Even for the older generation, being online is becoming a common occurrence.

The pandemic forced much of the population to electronic devices for social interaction and other basic tasks, which meant an ageing generation found themselves heading online. It may have been to stay in touch with relatives, but it opened a new dimension for many, who otherwise may not have felt the need to buy a computer, laptop or tablet.

Once the gateway is open, the world of possibilities online is highly beneficial for seniors. Online games such as Wordle appeal to younger people, as most online games do, and to those in their advancing years. After all, the recent internet phenomenon is just a word version of Mastermind, which was based on a game called Bulls and Cows going back a century. With a core premise that doesn’t age, simple appeal made Wordle wildly popular among all ages. The same goes for those who enjoy poker; it’s a game played in the United States since the Wild West era, and today many people play poker online. It is accessible on mobiles, laptops and tablets and introduces social elements. These types of games, and others, have an appeal that perhaps wouldn’t have been discovered by seniors had they not lived through the recent pandemic.

However, the increased exposure to games and communication platforms does leave everyone open to cyber attacks. This could be a problem for seniors, as learning the tech can be challenging enough without understanding how people seek to exploit you. Even if you’re not retired or in your advancing years, it might be worth going through these points with people you’re close to who might be at risk.


You seemingly need a password for everything these days, and poor password habits are easy to get into. Bad practice includes using the same password for every account or making it too easy, such as ‘yourname1234’. Indeed, some accounts won’t even allow you to use such basic combinations now, but remembering them can be hard. Your laptop can store passwords, but what’s the point if you lose your device or have it stolen?
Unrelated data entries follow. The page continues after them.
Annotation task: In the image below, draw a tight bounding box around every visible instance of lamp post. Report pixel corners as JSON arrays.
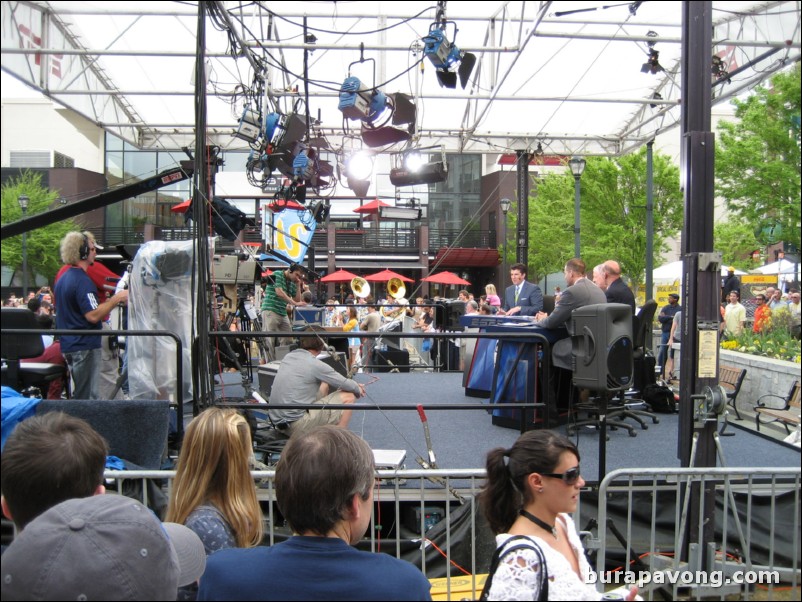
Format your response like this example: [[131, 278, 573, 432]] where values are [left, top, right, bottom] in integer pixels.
[[568, 157, 585, 257], [17, 194, 30, 303], [499, 199, 512, 288]]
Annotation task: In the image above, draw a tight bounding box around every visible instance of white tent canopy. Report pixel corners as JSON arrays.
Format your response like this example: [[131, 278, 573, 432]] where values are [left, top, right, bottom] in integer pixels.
[[652, 261, 746, 282], [752, 259, 799, 274]]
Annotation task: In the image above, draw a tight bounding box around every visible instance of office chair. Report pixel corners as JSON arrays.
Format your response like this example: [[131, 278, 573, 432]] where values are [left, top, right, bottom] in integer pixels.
[[0, 307, 66, 397], [610, 299, 660, 430]]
Some people like to have a little black book, so to speak, with websites and passwords written in them. You can then seek to change your passwords regularly and simply make sure your book is kept updated. You could then keep that in a safe or a locked drawer, so even if your device got hacked or stolen, you could access passwords remotely.

Virus Protection

Explaining a computer virus to someone with little knowledge of how technology works can be tough, so encouraging your relatives to go all-in on good virus protection is important. Anti-virus software can be quite expensive, and some can slow your computer down if not set up properly. Our recommendation would be to get a professional to install it and set it up, so it doesn’t slow your system down. Look at it this way; you wouldn’t buy a car and then expect to fit the alarm yourself.

Personal Details

There’s a simple rule to adhere to online; don’t give your personal details to anyone who asks. It could seem innocuous enough; you’ve been playing online poker for a while, and a regular opponent pops up in a chatbox and gets you talking. Whilst it may sound unsociable; this is a red flag. Many scammers are out there who create accounts to befriend people and get details from them; Word With Friends is a title rife with such fraudsters.

Try not to give details about yourself unless you’re buying products online or creating accounts on reputable sites like Facebook or Instagram. Even them, be careful not to be duped; don’t even click on an email link and enter a seemingly reputable site that way, as it could be a trap.

Email Scams

Even an email from someone who seems to be a friend could be a scam. Often, fraudsters try to commit phishing scams, where an email arrives purporting to be from a reputable company, but the intention is to coax personal information, such as passwords and credit card numbers, from you.

Don’t open attachments either if you’re in doubt, as they could hide viruses. The same goes for unsolicited messages from people on social media. If someone you don’t usually speak to says “hi”, be very cautious. Messages that urge you to open an attachment should always be treated with a degree of distrust. Before clicking any link, message whoever sent it to you back, if possible on another platform such as a mobile phone, to check it’s a legitimate message.